Bernd Neuendorf e Hans-Joachim Watzke, presidente e vice-presidente da DFB, respetivamente, vão viajar para Nova Iorque durante este fim de semana para fechar o acordo com o técnico de 59 anos. 

IMBRÓGLIO RED BULL PRESTES A SER RESOLVIDO 

O facto de Jurgen Klopp estar contratualmente ligado à Red Bull estava a representar um obstáculo para que o negócio se realizasse, uma vez que a Federação germânica não queria realizar qualquer tipo de pagamento. 

As partes encontraram, de acordo com o BILD, uma solução, que passa pela permanência de Klopp como embaixador da Red Bull, deixando o cargo de dirigente que até agora exercia. 

Klopp está, assim, prestes a concretizar o sonho de chegar à seleção do seu país, depois de ter passado por Borussia Dortmund, Mainz e Liverpool.

CRÍTICAS APÓS A ELIMINAÇÃO

A surpreendente eliminação da Alemanha nos 16 avos-de-final do Mundial 2026, aos pés do Paraguai, deixou o mundo em choque e depressa se percebeu que dificilmente Nagelsmann resistiria ao cargo de seleccionador. 

Jurgen Klopp foi uma das vozes mais críticas do sucedido, pese embora sem visar o seu antecessor, pedindo também uma mudança no futebol de formação alemão. 

“Existem 500 mil maneiras de ganhar um jogo de futebol, só precisas de encontrar uma.

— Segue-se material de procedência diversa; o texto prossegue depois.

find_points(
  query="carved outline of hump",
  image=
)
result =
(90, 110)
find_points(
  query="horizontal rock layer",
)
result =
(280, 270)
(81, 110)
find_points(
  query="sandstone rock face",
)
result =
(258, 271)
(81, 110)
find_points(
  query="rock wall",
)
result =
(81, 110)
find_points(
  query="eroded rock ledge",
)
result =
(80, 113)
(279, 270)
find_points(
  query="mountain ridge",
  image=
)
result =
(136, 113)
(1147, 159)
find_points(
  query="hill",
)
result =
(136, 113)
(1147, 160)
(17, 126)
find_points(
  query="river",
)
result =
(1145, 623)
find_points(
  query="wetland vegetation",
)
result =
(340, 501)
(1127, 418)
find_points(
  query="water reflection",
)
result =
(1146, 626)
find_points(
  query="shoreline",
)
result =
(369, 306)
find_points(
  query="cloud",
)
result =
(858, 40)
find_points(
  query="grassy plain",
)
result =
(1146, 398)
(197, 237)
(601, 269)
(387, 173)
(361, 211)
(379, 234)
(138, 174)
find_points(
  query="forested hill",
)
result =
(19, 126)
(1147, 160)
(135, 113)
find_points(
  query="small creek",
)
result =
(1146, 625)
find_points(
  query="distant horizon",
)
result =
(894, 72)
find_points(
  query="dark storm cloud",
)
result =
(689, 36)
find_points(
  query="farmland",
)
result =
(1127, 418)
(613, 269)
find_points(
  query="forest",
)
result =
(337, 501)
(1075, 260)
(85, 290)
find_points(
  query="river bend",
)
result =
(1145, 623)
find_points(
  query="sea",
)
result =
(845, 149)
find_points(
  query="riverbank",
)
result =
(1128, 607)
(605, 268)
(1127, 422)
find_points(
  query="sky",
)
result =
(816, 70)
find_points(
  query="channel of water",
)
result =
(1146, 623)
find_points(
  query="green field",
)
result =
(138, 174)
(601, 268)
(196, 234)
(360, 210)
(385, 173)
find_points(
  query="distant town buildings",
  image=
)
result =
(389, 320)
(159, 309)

O sonho foi destruído. Isto é dramático. Não jogámos bem”, começou por analisar Klopp, citado pela SPORT1, prosseguindo com mais comentários. 

“É preciso atacar pelas laterais. Não há outra alternativa. Todos sabemos o quão bem os rapazes podem jogar, mas eles não mostraram isso dentro de campo. Dentro de pouco tempo estaremos, uma vez mais, a falar maravilhas de Wirtz e Musiala e de como eles são fantásticos. Mas não agora”, vincou o antigo treinador do Liverpool.

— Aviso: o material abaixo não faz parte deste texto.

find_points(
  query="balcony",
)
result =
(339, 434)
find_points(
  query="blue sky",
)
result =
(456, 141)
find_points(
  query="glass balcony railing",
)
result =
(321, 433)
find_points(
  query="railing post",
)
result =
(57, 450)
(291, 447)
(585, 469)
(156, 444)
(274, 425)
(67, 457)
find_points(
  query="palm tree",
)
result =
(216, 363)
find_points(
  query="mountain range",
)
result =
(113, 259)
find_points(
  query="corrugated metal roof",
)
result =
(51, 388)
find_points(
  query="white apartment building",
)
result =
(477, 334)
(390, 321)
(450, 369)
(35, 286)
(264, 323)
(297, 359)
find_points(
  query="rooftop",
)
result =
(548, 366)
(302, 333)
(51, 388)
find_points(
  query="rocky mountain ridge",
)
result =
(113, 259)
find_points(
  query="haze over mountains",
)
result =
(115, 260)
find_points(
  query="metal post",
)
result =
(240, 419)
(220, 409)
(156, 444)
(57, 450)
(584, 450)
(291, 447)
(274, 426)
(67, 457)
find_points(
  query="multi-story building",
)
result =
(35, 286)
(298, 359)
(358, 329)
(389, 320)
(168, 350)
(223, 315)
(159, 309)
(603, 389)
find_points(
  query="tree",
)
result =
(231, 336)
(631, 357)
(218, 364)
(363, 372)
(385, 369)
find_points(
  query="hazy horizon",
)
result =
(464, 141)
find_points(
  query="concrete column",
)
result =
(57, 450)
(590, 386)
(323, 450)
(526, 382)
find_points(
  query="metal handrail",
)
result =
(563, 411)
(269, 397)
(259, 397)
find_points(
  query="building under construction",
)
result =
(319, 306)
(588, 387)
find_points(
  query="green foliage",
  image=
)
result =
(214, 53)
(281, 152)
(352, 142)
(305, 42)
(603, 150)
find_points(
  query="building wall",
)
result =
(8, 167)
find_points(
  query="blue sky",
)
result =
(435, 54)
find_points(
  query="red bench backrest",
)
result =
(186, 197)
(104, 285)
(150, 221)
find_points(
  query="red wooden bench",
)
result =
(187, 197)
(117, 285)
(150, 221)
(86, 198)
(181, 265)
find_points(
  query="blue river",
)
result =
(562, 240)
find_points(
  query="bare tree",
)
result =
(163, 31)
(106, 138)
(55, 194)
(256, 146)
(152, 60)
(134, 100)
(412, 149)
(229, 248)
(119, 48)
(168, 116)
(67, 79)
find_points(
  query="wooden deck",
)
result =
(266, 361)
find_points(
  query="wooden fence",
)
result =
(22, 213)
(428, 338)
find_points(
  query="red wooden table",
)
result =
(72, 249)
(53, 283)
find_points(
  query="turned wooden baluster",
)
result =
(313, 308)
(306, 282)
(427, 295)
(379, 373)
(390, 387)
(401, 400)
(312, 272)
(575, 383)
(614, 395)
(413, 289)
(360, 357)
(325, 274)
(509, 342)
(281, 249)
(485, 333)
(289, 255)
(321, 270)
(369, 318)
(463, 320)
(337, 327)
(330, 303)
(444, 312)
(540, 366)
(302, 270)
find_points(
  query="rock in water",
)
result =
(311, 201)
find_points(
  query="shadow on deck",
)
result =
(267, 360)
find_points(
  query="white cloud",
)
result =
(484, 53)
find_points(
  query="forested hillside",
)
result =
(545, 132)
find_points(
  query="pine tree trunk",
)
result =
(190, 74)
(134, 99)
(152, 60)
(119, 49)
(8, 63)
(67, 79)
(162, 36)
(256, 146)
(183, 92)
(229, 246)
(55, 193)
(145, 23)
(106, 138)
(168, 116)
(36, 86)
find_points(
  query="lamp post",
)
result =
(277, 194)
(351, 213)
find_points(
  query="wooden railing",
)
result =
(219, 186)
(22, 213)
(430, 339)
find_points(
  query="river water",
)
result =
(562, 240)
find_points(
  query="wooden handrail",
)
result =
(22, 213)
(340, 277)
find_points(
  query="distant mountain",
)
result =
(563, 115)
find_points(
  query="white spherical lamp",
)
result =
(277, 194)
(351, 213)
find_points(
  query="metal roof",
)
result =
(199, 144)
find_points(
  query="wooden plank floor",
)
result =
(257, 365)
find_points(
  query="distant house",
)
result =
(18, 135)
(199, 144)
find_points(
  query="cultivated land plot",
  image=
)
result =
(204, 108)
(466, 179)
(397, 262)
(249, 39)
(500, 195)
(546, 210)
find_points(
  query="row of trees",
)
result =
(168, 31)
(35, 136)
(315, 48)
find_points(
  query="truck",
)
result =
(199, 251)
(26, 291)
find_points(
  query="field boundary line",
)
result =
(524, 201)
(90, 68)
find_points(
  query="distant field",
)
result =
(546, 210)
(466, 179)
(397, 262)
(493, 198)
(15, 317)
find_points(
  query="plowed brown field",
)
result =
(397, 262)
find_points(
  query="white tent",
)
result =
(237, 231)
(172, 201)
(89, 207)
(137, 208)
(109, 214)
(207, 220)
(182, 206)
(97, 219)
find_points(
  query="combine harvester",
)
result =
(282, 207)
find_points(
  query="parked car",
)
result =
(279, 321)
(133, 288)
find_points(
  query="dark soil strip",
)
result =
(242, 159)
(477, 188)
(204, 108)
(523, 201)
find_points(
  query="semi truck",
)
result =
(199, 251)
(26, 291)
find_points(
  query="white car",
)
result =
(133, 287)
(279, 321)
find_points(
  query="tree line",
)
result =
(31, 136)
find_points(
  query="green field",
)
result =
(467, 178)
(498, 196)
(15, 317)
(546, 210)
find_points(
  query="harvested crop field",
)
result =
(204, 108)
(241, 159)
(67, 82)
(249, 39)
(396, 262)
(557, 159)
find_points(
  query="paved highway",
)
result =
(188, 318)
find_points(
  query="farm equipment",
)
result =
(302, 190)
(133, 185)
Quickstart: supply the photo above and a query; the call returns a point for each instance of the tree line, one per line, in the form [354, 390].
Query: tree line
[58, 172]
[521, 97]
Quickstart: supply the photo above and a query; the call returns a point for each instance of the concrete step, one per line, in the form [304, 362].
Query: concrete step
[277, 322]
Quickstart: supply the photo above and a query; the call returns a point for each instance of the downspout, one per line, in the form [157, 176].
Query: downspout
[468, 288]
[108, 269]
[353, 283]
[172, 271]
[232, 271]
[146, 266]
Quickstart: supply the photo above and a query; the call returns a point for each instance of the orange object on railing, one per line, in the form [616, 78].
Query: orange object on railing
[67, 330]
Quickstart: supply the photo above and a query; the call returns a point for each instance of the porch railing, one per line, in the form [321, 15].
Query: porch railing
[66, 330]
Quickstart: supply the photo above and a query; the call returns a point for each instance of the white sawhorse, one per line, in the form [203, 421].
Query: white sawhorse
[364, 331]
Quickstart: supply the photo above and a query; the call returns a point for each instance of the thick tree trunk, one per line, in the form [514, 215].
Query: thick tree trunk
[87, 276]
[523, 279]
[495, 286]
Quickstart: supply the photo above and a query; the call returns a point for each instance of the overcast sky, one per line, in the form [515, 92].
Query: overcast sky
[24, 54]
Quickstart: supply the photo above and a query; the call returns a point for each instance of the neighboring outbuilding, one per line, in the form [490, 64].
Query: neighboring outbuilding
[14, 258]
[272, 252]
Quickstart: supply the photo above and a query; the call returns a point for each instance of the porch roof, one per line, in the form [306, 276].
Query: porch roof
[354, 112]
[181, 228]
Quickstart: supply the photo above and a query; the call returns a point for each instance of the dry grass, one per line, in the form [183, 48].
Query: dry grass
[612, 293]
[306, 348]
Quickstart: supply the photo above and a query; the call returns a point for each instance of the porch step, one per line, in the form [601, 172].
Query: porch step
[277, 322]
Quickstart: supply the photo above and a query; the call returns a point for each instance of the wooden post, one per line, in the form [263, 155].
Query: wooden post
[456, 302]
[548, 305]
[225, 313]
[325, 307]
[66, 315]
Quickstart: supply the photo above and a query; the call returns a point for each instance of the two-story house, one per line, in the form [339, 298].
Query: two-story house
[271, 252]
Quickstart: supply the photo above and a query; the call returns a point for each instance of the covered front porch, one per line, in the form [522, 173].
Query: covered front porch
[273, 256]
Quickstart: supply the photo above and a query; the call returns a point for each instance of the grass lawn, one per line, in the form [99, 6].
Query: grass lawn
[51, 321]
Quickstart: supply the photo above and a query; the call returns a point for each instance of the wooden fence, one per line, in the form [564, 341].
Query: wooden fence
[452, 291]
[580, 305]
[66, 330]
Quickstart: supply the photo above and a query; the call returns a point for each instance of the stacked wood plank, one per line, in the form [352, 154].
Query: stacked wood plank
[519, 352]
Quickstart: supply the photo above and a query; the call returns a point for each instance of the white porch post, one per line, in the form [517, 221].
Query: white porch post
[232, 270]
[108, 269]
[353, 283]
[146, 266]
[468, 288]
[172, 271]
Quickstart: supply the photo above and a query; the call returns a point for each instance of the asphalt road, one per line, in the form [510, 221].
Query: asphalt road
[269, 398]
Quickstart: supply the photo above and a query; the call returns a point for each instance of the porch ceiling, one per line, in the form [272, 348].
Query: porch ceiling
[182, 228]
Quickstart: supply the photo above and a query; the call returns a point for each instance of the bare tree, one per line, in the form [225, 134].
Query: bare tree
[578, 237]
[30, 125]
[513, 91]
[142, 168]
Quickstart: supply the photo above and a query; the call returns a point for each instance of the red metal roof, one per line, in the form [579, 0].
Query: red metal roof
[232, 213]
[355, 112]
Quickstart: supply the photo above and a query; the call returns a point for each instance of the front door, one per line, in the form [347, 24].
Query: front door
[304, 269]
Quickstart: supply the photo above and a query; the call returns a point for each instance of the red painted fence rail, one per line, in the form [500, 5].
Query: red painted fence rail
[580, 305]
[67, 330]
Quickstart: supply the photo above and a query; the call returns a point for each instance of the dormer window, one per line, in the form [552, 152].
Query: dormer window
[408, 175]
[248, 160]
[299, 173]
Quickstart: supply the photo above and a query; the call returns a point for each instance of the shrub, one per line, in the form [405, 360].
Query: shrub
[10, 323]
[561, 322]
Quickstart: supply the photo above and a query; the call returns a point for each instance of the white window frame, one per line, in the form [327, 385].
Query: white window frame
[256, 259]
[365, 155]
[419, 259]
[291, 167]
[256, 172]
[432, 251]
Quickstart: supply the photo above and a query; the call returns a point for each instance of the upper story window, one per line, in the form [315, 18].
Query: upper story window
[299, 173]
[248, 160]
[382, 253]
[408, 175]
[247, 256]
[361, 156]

Questionado sobre o futuro, na mesma ocasião, Klopp deixou a porta aberta à seleção, mas não se alongou em comentários. 

“Ainda não pensei sobre isso. Já estive nessa situação muitas vezes como treinador, em que um grande sonho foi destruído. Percebo que, quando se fala num novo treinador para selecção, o meu nome seja mencionado, mas não é o momento certo para falar sobre isso”, disse. 

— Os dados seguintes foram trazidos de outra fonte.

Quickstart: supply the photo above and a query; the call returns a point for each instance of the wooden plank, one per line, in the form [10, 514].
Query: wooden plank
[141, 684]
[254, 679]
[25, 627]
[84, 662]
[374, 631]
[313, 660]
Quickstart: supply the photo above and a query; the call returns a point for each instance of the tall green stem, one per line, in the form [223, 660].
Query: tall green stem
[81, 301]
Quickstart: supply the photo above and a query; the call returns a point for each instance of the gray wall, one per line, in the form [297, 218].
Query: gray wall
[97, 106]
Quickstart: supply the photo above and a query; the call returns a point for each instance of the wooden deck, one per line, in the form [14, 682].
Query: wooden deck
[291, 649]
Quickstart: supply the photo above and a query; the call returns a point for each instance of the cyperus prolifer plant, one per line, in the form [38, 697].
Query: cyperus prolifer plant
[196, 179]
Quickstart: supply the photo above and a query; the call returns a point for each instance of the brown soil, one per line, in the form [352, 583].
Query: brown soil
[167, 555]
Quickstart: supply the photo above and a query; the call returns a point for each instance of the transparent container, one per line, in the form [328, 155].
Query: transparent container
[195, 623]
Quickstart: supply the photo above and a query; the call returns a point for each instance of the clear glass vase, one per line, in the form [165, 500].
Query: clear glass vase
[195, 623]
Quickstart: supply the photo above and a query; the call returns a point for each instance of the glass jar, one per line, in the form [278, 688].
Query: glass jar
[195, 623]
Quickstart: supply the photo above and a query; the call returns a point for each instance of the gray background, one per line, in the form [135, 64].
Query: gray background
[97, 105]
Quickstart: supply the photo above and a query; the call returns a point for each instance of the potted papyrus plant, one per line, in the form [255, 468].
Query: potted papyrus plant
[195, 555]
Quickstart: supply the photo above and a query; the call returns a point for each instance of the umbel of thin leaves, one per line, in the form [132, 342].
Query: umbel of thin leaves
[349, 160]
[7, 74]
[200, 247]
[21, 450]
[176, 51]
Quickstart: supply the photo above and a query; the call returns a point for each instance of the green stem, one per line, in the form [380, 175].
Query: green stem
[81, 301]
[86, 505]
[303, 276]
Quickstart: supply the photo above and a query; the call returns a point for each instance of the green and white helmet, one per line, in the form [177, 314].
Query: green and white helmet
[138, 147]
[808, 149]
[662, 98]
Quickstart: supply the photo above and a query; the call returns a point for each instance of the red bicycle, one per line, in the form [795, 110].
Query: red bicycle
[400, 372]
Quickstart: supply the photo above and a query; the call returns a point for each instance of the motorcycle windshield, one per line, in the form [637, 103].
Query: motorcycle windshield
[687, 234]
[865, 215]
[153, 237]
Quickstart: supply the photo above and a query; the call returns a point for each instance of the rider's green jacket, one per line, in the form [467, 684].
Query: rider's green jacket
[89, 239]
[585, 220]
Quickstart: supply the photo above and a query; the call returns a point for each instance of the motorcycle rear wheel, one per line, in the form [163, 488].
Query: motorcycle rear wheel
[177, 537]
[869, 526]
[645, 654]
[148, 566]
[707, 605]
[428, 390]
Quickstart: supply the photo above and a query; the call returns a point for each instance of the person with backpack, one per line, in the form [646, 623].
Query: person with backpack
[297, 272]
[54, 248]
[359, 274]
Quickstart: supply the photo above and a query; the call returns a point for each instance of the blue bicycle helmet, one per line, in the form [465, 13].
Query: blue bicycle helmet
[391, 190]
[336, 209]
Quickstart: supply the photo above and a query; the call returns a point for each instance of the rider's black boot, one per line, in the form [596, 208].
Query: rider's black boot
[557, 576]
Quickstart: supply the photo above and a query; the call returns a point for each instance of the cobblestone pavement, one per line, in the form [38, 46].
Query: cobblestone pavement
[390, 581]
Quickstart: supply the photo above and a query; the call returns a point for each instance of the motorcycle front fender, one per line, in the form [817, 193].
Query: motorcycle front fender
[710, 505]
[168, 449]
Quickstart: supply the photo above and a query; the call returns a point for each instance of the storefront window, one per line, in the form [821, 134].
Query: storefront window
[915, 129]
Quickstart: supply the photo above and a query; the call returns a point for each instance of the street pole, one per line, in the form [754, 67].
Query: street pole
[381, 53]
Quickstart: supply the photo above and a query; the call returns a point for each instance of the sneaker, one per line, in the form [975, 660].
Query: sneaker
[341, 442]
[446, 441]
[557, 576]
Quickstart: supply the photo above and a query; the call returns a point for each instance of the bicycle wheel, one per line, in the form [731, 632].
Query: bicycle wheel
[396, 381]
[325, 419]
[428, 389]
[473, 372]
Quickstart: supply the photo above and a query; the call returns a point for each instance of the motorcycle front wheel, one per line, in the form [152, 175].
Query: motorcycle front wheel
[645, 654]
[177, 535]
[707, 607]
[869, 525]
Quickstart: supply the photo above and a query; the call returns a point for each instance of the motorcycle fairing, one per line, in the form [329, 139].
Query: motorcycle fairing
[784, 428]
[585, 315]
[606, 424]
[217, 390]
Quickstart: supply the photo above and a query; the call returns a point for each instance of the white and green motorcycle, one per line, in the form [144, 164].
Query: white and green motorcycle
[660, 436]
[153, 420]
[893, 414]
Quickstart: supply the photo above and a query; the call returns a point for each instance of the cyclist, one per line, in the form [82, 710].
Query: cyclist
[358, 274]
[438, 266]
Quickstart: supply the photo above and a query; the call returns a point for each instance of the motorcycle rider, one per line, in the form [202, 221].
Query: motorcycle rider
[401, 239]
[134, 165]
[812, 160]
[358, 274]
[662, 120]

Refira-se que a Alemanha voltou a falhar nos Mundiais, depois de ter vencido a edição de 2014. Em 2018, não passou da fase de grupos, algo que se repetiu em 2022. Quatro anos depois, os germânicos qualificaram-se para a fase a eliminar, com duas vitórias e uma derrota na fase de grupos, mas não foram além dos 16avos de final.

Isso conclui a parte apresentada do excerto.